Today’s readings, my Catholic and liturgical-Protestant readers, will recall, included a passage from Jonah.
Who doesn’t know the story of Jonah and the whale? Jonah rejects God’s call to preach to the people of Ninevah and runs away on a ship headed in the opposite direction, but a great storm comes up, he fesses up to the ship’s captain that the storm was sent by God due to his disobedience, and is thrown overboard, only to be swallowed by a whale (or, rather, a “large fish”). The end to the story is generally left out of the children’s Bibles: after he indeed turns back to preach to Ninevah and the people repent, he gets really pissed, because, in his view, they didn’t deserve to receive forgiveness.
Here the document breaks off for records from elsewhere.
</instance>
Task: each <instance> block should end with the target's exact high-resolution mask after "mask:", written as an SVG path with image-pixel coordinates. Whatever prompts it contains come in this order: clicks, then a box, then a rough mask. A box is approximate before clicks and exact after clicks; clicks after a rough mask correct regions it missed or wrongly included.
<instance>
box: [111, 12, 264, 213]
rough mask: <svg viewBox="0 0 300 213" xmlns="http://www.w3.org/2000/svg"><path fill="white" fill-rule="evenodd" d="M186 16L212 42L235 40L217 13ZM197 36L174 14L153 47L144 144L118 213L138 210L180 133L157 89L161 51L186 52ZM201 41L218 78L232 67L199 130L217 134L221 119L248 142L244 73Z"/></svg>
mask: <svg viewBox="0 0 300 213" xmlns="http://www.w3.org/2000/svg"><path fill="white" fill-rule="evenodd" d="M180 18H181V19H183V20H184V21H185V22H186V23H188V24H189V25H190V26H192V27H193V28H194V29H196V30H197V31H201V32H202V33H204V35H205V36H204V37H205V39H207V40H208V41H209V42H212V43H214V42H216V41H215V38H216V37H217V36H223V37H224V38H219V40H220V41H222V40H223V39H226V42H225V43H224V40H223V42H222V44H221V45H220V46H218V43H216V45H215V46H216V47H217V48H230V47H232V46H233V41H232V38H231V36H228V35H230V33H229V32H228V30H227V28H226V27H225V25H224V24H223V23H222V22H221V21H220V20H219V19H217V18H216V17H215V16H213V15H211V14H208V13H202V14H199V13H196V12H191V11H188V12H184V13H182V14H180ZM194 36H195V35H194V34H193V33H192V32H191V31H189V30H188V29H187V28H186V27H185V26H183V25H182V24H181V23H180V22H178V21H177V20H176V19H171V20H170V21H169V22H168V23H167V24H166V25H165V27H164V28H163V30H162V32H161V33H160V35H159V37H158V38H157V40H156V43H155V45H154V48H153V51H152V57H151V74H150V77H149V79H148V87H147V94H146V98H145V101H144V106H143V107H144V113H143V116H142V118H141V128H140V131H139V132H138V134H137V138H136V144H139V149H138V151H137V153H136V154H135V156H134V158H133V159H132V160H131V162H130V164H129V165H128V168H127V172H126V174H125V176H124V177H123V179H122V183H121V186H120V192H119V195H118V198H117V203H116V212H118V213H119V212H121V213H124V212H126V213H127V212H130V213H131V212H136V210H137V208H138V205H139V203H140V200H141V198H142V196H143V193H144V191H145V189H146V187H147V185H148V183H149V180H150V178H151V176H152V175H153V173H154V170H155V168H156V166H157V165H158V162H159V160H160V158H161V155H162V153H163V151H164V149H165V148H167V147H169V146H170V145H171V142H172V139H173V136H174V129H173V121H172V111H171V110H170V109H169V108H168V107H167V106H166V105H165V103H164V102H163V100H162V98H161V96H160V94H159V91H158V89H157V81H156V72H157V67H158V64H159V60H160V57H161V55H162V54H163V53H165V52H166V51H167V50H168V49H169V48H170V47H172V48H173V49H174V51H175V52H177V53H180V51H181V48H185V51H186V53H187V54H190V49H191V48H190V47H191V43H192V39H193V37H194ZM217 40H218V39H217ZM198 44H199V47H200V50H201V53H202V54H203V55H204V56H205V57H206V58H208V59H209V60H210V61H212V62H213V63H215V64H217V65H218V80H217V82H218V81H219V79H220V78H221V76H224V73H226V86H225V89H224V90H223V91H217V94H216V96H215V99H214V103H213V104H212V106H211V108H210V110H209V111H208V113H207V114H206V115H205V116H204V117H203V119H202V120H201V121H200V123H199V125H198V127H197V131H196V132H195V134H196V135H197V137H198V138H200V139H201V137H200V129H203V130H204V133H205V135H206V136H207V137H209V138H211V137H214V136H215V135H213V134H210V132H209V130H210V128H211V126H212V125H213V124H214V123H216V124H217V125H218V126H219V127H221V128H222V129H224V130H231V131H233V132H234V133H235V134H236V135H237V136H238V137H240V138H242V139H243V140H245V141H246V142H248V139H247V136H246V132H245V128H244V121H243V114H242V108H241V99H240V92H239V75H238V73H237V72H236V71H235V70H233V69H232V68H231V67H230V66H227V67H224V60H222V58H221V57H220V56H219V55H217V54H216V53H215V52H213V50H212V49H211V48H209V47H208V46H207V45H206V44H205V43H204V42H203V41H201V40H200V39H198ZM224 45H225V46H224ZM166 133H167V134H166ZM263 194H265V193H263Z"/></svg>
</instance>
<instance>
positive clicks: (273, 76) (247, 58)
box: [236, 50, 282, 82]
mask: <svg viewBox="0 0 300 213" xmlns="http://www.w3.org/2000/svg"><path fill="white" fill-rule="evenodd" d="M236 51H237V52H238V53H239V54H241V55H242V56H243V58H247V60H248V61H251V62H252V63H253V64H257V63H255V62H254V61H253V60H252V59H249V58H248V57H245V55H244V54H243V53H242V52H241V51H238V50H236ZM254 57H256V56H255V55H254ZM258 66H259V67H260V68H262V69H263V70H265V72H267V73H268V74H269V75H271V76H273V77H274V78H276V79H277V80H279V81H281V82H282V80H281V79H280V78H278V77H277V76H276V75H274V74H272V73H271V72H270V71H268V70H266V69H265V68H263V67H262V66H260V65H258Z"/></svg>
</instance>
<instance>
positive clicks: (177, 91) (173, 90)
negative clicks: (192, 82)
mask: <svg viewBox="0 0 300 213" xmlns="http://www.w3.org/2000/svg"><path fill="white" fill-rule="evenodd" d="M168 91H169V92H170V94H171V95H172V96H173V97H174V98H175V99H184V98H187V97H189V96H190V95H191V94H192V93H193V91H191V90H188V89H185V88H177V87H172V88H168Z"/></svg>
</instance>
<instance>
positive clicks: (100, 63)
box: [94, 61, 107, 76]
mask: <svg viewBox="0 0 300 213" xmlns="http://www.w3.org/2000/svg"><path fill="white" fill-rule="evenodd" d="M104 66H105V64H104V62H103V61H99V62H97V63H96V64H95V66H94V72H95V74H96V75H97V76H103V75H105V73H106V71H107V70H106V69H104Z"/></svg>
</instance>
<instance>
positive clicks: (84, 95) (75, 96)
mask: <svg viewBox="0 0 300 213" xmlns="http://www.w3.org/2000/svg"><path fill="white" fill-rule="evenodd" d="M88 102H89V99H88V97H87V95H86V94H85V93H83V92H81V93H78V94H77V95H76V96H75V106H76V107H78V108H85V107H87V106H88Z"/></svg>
Anyway, I grew up in a denomination in which we were taught that every word in the Bible was literally true and literally historical, including the creation story and the book of Jonah, and it was only much later, in reading The Catholic Study Bible (that is, an edition of the New American Bible translation with commentary and an extended introduction with historical and theological context), that I learned that this is now generally viewed as more like a parable: “Nothing could be more remote from the spirit of the story than to believe that this actually happened,” the Reading Guide section says, and the point of the story — God’s forgiveness, offered even for the worst sinners (the Guide compares the idea of God forgiving the Assyrians to forgiveness of Nazis) — is not diminished by understanding this as story, as parable, rather than historical fact.
Here’s the So That’s Why Bible, from Thomas Nelson Publishers (which I think has plenty of evangelical cred), which attempts to put the Bible in chronological order and provide context and explanations:
Certain details of the Book of Jonah have troubled historians. Leaving aside Jonah’s extraordinary encounter with the great fish, scholars have noted that Assyrian records do not mention a mass repentence in Ninevah at this time. Also the title “king of Nineveh” (Jon. 3:6) seems rather small for the ruler of an empire. For these reasons, many have treated the book as an extended parable, not intended to be read as history. Others though, not troubled by accounts of God doing miracles, find no reason to doubt the book’s facticity.
What’s the point of this? It gets back to my point, from last weekend, that “Islam Needs a ‘Jewish Enlightenment’” — that is, a way to understand its scriptures as something other than the literal Word of God as dictated to Muhammed and preserved inerrently, which, really, if you get down to it, fundamentally stands in the way of a flourishing “modernized” Islam capable of bringing light, rather than darkness, to its followers.